She said the SAEF program was important because it supported research in areas of Antarctica that were ice-free, whereas most focused on glaciated parts of the continent; however, these ice-free areas were going to expand and have a bigger influence on weather patterns in the future.
For Ms Watson, part of her work with SAEF is educating the general public about Antarctica and the issues it is facing, particularly in Australia, being as close as it is.
"I really think we have a responsibility to be guardians for Antarctica," she said.
What is Securing Antarctica's Environmental Future?
A team of researchers from different disciplines and different countries have come together to work out how to care for Antarctica in the face of environmental change.
Securing Antarctica's Environmental Future (SAEF) is a seven-year, $48 million research initiative largely funded by the Australian Research Council.
Its main office is at Monash University in Melbourne but it has hubs at University of Wollongong and the Queensland University of Technology. Partners include other Australian universities, museums and government agencies, as well as institutions in several other countries.
"It's great because what it's allowing us to do is... work together, across multiple institutions, bring people together and try to answer much bigger questions," UOW's Professor Sharon Robinson, the SAEF deputy director of science implementation, said.
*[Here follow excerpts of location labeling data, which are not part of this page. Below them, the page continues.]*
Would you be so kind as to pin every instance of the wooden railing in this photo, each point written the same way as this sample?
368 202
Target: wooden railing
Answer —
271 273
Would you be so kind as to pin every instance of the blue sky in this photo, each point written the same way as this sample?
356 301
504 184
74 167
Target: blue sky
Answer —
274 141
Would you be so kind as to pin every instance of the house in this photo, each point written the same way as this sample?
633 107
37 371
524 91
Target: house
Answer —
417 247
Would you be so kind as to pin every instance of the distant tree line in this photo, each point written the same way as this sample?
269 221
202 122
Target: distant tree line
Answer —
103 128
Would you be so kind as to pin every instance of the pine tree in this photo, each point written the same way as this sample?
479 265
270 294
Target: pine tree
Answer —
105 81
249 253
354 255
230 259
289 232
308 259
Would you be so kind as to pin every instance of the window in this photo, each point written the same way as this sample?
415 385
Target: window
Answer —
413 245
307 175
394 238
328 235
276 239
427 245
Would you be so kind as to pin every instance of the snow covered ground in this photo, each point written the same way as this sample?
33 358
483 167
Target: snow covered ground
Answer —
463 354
Professor Robinson said the initiative was shaped around key themes.
"We have an environmental theme, which is looking at how ice sheets are changing and the climate systems that affect Antarctica and how they affect Australia, because a lot of our weather is influenced by what's going on in Antarctica and the Southern Ocean," she said.
Biodiversity was another theme, she said, while the third was "taking that science and then working out what we can do with that to ensure we have better management options for Antarctica going forward".
Professor Robinson said training the next generation of scientists and researchers, to move the work forward in the future, was also a vital part of the program.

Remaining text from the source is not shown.